Iterative Estimation of Pronunciation Lexicons and Acoustic Models for Automatic Non-native Speech Recognition

辻岡 聡 (1451075)


Non-native speech differs significantly from native speech because non-native speech are affected by their mother tongue pronunciation or specific accent (e.g. dialect). The problems include (1) phone-level pronunciation mismatch, (2) word-level pronunciation mismatch, and (3) sentence grammatical error. Due to these factors, the performance of automatic speech recognition (ASR) on non-native speech often degrades significantly. In this thesis, we focus on a pronunciation problem in both phone-level and word-level.

There were many methods of pronunciation learning including knowledge-based or data-driven approach. However, knowledge-based approach usually require hand-crafted transformation rule, which is very expensive and time consuming. On the other hand, data-driven approach can find pronunciation variants from speech data, but over-fitting often occurs.

In this work, we proposed acoustic data-driven of iterative pronunciation learning for non-native speech recognition, in which it automatically learn a non-native pronunciation directly from speech in a iterative fashion. First, a G2P (Grapheme-to-Phoneme) tool is used to predict multiple candidate pronunciations for each word then the occurrence frequency of pronunciation variations from the acoustic data of non-native speakers is estimated. Moreover, we investigate various cases such as (1) with knowledge of non-native pronunciation, (2) without knowledge of non-native pronunciation information, and (3) without knowledge of non-native pronunciation information in matched English proficiency level. The method without knowledge-based approach uses phoneme recognition result of non-native speech data. This proposed method is able to prevent over-fitting problem and obtain suitable non-native pronunciations through iterative estimation.

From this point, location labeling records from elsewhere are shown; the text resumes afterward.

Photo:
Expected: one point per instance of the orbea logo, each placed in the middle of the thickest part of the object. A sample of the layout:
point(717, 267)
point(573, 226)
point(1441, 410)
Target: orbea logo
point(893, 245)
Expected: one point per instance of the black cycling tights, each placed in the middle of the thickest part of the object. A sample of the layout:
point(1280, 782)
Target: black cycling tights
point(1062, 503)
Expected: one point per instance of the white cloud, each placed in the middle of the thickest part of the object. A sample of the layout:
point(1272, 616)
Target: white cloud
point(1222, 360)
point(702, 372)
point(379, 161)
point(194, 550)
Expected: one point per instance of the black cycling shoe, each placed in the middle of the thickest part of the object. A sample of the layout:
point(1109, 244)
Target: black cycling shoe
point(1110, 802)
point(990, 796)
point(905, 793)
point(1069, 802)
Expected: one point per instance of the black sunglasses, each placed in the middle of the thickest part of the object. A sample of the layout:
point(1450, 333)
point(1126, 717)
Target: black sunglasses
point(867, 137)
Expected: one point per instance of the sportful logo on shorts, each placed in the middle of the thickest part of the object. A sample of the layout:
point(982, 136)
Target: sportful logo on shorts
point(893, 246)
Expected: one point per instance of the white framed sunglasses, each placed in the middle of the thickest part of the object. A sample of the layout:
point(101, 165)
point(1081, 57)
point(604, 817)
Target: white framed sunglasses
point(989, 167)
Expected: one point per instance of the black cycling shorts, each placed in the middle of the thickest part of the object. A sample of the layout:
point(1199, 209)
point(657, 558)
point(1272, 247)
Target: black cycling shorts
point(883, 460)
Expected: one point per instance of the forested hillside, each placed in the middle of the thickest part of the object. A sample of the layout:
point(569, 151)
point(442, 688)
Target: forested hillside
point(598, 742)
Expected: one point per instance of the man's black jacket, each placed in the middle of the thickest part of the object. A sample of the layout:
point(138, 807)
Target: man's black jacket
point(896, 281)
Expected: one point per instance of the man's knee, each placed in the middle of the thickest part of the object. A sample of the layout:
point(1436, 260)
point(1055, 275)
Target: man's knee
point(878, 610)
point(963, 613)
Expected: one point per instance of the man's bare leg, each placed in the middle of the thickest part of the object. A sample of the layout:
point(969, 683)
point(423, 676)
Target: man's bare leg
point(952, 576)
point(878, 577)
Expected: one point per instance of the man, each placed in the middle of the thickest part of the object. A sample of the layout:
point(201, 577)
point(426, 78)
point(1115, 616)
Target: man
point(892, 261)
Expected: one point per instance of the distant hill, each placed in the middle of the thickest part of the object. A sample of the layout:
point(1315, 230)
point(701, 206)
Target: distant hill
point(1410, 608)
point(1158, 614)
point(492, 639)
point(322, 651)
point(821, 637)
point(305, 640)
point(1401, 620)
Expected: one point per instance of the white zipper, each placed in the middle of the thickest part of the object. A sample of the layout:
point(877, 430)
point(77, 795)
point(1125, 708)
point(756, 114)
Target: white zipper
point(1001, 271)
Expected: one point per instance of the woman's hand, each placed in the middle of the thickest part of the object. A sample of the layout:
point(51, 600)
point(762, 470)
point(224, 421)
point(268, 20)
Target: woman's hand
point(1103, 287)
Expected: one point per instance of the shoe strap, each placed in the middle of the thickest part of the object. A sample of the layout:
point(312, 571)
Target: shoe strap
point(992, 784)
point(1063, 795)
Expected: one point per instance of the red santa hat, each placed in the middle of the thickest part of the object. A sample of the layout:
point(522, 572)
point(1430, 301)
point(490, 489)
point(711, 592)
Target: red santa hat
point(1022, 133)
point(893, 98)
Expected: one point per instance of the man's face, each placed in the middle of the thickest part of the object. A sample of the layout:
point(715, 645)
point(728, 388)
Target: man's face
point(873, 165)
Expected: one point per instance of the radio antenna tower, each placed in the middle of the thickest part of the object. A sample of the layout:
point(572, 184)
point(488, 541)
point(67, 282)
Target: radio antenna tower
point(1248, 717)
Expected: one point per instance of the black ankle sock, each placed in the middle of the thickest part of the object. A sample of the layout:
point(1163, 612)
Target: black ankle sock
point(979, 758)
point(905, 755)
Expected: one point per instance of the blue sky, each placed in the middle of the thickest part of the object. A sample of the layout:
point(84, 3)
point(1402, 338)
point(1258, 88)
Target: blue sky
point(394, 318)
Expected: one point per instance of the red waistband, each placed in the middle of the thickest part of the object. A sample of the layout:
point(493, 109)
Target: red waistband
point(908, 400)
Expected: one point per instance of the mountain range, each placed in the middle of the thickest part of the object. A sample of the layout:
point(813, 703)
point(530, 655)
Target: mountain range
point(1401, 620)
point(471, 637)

In addition, this iterative estimation can combine acoustic model adaptation briefly.

We also investigate two types of combination methods: (1) combination of with and without knowledge of non-native pronunciation information, and (2) combination of lexical and acoustic modelling adaptation method. Last, we also perform on both mono-lingual and multi-lingual non-native speech recognition tasks.

We confirm that the proposed approach is able to improve recognition accuracies in comparison to conventional ASR using standard pronunciation learning. The best performance achieved by using phoneme recognition results of each English proficiency level as a training data for G2P converter with combination of acoustic model adaptation method.